1つは女性だけに認められたこと。2つめは、朝の血糖値があがっていたこと。です。

 

40〜65歳は、ちょうど女性ホルモンが減退していき、いわゆる更年期ダイエットが必要な対象群と並びます。

 

また、朝の血糖値が高いということは、寝る前に何かを食べる習慣がついたせいなのか、あるいは、朝に分泌される副腎皮質ホルモンの関係なのか、いろいろ疑われる要因は多いのですが、別の見方をすれば、夜は一般健康人のGLP1濃度は低下しているはずの時間帯です。ですから、GLP1が低下しやすくなり、血糖値があがりやすくなり、よって、太りやすくなる、という相関図も描けるわけです。

 

血糖が高いと体重は落ちにくくなります。

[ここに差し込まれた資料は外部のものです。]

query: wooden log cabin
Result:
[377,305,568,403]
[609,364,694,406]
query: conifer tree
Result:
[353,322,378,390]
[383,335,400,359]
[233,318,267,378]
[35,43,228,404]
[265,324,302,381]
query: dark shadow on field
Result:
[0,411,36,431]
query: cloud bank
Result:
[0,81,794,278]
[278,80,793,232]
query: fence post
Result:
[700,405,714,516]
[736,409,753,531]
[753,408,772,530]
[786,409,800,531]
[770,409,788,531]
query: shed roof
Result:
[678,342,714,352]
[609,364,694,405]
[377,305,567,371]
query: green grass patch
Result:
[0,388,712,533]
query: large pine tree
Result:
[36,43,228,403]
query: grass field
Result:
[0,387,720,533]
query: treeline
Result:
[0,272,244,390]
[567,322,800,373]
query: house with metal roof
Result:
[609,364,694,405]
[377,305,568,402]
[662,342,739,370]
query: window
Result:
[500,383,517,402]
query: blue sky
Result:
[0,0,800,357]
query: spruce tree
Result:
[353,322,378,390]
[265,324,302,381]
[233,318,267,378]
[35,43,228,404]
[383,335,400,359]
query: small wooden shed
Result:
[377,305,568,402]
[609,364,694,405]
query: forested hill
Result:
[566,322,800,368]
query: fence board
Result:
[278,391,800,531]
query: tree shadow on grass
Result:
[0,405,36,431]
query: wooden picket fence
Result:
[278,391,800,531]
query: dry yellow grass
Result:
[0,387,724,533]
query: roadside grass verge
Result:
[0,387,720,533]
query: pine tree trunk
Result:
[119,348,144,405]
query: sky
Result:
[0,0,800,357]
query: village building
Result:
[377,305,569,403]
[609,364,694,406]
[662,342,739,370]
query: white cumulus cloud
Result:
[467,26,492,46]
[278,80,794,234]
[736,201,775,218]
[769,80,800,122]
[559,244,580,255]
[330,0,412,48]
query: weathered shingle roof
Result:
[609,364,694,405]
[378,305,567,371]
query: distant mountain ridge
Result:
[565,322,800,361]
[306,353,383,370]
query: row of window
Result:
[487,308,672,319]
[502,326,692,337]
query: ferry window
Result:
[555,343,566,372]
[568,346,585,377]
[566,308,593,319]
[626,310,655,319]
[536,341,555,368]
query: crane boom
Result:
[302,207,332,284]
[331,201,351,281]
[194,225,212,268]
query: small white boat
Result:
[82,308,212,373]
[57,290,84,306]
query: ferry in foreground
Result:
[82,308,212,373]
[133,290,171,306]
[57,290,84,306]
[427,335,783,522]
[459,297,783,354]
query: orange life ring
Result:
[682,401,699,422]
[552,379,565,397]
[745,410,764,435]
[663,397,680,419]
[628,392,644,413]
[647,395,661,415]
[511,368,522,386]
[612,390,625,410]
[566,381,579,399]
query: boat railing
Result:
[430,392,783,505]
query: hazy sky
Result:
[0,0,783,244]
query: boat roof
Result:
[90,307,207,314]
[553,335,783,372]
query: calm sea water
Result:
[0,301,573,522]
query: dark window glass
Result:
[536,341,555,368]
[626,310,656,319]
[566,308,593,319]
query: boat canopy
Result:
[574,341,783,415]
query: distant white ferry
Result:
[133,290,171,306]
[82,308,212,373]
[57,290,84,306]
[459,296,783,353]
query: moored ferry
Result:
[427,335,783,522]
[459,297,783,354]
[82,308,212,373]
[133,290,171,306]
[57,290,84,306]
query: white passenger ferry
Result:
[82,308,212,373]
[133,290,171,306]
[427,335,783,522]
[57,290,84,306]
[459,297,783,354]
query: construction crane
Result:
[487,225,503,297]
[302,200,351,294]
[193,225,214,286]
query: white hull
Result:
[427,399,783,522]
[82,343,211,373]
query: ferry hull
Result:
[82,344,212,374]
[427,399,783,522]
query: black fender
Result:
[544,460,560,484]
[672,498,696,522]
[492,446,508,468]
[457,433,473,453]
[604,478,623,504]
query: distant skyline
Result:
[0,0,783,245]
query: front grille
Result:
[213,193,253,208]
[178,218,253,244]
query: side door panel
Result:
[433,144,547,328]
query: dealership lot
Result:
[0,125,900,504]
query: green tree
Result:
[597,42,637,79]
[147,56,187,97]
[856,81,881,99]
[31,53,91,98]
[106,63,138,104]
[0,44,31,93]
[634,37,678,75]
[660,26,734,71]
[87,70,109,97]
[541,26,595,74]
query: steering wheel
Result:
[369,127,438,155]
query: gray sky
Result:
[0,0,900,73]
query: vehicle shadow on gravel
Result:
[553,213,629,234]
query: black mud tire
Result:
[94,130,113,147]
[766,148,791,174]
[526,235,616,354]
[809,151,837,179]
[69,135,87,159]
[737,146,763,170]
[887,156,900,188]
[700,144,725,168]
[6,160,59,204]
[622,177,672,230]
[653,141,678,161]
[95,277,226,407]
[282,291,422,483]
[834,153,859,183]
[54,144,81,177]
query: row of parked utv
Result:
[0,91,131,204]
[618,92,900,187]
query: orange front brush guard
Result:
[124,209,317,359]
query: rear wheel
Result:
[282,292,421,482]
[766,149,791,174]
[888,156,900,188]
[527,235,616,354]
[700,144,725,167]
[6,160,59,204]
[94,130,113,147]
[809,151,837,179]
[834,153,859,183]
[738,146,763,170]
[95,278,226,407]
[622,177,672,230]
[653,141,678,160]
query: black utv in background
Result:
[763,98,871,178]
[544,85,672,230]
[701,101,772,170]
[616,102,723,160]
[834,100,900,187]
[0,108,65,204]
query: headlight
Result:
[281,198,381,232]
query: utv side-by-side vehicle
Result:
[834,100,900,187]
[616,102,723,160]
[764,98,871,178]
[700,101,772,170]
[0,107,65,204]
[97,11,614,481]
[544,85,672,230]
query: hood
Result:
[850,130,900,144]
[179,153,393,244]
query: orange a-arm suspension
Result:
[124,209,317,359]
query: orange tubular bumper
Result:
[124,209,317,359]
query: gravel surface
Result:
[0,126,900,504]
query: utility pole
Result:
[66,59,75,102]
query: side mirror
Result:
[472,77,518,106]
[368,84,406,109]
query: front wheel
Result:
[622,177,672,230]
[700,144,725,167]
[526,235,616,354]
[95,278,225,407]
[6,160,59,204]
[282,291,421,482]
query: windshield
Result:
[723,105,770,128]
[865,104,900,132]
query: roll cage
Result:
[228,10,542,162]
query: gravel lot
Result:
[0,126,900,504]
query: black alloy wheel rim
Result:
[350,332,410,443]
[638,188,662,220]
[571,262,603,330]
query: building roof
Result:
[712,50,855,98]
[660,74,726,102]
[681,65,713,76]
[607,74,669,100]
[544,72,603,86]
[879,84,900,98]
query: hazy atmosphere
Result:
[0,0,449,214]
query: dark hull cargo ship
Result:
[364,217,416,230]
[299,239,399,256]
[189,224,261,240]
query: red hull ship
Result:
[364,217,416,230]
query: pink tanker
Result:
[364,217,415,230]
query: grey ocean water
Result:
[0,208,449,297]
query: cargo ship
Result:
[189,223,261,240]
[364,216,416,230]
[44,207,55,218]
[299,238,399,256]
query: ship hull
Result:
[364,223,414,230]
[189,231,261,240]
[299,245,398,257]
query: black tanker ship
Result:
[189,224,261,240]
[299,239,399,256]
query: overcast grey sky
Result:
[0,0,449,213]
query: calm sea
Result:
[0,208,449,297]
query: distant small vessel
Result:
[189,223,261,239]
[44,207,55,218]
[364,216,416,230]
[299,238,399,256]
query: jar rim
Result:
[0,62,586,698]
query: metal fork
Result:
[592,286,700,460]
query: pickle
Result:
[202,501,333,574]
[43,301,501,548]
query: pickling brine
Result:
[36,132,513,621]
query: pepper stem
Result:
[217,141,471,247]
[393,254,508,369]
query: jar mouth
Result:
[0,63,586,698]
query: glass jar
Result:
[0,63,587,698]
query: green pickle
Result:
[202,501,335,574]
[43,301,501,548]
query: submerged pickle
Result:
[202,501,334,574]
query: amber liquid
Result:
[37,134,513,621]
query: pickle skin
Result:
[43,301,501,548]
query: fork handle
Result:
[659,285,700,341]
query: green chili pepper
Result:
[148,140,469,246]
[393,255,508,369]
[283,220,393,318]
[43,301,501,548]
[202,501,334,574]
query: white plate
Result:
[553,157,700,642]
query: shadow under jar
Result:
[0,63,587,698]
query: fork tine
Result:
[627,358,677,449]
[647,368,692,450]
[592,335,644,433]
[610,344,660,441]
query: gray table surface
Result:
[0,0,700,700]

GLP1ダイエットで、糖尿病がある人のほうが、ない人より体重が落ちにくいのは、そのためです。

 

ですから、40歳代、50歳代という時期に、ちょうど、GLP1ダイエットを始めて、かつ、じっくり睡眠をとることは、その時代を、痩せて乗り越えることで、見た目だけではなく、糖尿病発症も予防することができ、痩せやすくなるのかもしれません。特にサクセンダでは、女性において、GLP1濃度が高くなります。GLP1ダイエットが女性に、より効果が強くあることと、この睡眠との関係にも、なにかしらの相関があるのかもしれません。

 

女性で、40歳を越えてから、まだ更年期障害もきていないのに、なぜか、痩せなくなった。--->   もし、そういう現象に、合致するものがあれば、ぜひ、一度、GLP1ダイエットを考えてみてください。寝る前に何か食べないと寝れないという女性は、食べるための時間を回避しつつ早めに寝るのが望ましいでしょう。そのためには、サクセンダを夕方に多めに、注射するのも、ひとつの方策になります。